What we’ve just written here is an example of an initial state predicate i.e. a boolean valued formula that specifies all the possible initial values of the variables in our system. You should be able to see clearly how each of the various TLA+ expressions we just defined map to our earlier description of the initial state. Even though we say TLA+ is based on math, it’s mostly simple boolean logic and set theory.

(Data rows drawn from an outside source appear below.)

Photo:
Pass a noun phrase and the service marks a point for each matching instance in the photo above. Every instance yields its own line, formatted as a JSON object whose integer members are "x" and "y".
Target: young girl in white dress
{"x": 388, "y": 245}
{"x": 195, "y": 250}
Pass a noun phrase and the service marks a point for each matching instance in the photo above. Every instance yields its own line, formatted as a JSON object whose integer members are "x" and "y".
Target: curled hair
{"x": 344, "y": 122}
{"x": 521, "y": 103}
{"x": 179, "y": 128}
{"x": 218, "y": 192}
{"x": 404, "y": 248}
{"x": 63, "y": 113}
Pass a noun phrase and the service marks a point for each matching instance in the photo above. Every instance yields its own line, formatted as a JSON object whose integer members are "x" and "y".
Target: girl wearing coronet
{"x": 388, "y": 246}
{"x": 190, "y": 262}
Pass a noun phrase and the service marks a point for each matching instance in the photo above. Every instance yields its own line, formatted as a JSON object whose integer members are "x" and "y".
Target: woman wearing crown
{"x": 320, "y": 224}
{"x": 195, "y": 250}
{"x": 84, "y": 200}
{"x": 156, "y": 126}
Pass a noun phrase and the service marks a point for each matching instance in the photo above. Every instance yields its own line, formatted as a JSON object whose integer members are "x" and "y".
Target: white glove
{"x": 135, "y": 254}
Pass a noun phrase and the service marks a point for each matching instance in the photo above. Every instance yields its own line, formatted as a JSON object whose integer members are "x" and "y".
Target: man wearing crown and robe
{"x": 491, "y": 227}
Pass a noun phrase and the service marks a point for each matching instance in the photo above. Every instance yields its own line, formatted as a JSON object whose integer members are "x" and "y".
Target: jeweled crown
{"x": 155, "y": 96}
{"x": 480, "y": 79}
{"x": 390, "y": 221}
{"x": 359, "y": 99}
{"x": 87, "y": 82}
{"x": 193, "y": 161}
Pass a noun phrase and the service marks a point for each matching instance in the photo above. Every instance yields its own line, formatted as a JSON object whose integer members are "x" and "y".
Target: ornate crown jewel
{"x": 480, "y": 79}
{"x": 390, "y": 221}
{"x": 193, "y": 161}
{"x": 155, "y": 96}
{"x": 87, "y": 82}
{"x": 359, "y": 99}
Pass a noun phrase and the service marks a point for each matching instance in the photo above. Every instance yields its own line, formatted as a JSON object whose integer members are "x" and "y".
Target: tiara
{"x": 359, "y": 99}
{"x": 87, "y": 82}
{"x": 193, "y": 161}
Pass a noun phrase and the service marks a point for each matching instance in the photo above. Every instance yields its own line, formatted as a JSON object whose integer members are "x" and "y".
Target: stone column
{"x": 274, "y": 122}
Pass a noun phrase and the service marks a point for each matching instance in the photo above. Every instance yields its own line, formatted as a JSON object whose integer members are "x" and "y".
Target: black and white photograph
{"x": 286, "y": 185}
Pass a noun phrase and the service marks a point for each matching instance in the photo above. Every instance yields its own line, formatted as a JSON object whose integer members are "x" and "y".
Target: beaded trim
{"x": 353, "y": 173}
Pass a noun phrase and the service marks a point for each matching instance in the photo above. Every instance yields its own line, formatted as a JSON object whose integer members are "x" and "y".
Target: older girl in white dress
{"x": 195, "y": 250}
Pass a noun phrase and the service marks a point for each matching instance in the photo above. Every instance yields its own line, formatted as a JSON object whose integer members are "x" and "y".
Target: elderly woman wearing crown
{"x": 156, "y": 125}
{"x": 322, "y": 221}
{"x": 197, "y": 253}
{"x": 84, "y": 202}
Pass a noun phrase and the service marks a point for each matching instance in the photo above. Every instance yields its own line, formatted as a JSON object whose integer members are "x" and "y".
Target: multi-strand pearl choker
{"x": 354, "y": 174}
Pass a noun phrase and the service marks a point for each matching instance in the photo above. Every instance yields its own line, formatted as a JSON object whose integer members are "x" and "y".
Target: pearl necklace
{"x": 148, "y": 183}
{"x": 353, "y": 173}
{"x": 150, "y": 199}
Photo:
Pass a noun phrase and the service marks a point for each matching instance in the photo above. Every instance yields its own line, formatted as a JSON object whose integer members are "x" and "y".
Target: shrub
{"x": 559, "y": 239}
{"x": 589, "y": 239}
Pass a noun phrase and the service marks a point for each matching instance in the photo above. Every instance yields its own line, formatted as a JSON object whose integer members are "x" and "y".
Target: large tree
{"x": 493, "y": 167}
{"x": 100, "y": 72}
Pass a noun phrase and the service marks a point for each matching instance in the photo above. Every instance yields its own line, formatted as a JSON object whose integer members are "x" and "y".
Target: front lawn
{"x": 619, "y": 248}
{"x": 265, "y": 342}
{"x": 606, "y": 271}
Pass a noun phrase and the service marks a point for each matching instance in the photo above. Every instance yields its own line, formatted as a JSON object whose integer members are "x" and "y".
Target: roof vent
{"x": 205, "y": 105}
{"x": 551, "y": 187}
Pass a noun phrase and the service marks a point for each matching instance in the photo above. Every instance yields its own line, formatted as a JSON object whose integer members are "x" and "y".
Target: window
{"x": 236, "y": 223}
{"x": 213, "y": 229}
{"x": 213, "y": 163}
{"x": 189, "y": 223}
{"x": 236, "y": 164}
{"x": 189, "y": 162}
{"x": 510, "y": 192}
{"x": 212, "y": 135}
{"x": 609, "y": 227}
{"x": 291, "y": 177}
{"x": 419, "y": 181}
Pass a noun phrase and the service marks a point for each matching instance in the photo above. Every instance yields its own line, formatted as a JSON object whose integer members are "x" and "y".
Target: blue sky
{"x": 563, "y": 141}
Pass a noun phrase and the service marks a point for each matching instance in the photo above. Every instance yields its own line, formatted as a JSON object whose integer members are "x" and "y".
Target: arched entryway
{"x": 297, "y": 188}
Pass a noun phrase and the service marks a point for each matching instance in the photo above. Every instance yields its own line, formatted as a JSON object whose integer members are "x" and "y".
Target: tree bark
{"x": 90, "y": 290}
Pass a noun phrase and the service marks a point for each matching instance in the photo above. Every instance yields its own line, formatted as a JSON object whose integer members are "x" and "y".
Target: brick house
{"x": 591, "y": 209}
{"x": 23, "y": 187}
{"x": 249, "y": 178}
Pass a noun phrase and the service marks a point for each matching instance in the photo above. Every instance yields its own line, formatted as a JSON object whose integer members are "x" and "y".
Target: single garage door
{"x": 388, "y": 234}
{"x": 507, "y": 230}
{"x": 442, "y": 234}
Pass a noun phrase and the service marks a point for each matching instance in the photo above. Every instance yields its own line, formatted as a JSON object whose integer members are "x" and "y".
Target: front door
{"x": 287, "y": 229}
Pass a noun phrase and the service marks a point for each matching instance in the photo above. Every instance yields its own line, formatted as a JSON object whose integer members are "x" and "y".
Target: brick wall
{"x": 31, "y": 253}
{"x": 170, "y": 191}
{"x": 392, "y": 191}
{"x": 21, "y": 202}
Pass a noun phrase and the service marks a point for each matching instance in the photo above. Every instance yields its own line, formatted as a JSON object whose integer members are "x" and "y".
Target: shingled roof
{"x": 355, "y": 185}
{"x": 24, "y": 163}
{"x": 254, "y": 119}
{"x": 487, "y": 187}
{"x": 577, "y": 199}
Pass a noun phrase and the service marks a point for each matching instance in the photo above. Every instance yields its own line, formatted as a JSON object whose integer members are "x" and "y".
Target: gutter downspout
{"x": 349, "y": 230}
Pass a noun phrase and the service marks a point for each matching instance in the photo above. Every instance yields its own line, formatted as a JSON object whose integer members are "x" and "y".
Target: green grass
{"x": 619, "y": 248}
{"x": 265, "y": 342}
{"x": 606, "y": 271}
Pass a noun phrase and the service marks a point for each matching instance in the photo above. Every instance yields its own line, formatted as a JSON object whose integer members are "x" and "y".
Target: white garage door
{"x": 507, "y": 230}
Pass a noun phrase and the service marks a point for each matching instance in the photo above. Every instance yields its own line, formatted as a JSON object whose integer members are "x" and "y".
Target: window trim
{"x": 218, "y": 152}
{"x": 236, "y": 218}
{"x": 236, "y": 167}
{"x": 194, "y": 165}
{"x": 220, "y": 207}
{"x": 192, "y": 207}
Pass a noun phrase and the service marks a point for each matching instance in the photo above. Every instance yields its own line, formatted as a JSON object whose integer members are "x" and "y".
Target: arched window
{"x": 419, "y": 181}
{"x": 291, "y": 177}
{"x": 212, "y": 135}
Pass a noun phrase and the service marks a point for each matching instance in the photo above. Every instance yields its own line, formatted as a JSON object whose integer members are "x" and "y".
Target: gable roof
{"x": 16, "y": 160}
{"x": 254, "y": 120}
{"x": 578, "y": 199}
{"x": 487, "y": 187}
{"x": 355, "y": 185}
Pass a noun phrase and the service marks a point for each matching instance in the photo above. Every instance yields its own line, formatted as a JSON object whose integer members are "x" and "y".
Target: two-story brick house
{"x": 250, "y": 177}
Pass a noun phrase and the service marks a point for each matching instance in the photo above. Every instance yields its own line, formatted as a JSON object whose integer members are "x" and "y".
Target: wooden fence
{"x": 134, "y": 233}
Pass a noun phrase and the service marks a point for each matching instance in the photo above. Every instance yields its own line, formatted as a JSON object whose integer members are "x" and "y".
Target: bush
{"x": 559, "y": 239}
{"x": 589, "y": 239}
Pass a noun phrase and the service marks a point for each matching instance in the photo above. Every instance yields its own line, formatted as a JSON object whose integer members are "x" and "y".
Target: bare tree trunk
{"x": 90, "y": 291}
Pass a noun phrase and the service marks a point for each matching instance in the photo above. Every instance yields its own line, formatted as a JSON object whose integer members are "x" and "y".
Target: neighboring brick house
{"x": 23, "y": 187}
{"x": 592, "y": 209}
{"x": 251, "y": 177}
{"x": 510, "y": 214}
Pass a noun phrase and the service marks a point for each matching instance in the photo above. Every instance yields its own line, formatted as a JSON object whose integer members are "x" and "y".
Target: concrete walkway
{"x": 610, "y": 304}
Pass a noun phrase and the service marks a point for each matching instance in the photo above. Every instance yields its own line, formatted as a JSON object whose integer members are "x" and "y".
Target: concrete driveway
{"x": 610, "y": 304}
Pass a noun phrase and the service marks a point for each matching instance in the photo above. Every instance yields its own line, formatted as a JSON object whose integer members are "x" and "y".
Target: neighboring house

However, a system wouldn’t be of much use if all it did was remain in one state. Most systems will have multiple states that they will transition between. Our next step will be to specify these next potential states in our TLA+ spec, again using “math.”

Next-State Action

In TLA+, we will typically write a next-state action to specify the potential next steps a system can take. Just like we can define state predicates as boolean valued operators, we can also define actions as boolean valued operators in TLA+. The only difference is that while state predicates describe states, actions describe steps. (You can also just think of actions as a predicate over a pair of states given that a step is just a transition from one state to the next). In our case, a first attempt at writing such a next-state action operator might look something like this:

EXTENDS Sequences, Integers                                         \* 1

MessagesAvailable == CommittedConsumerOffset < Len(InputTopic) + 1 \* 2

ConsumeProduceCommit == \* 3
/\ MessagesAvailable \* 4
/\ Buffer' = InputTopic[CommittedConsumerOffset] \* 5
/\ OutputTopic' = Append(OutputTopic, Buffer') \* 6
/\ CommittedConsumerOffset' = Buffer' + 1 \* 7
/\ UNCHANGED InputTopic \* 8

Next == ConsumeProduceCommit \* 9
  1. The statement EXTENDS Sequences, Integers extends the
    scope of operators like Append defined in the Sequences module to our ExactlyOnce module. You can think of this as similar to import statements in Python.
  2. We’ve defined MessagesAvailable as an expression which is true if our committed consumer offset is less than one plus the number of messages in our input topic i.e. if there are still messages in our input topic that our process hasn’t yet replicated successfully. We’ll be using this definition in a couple of places in our spec.
  3. Similarly to how we defined Init, our ConsumeProduceCommit operator is also defined as a conjunction of several expressions.
  4. The first conjoined expression in our conjunction MessagesAvailable specifies that our system can only take this step if there are messages available to be consumed.
  5. There are a few new symbols here so let’s try to understand those first, starting with Buffer'.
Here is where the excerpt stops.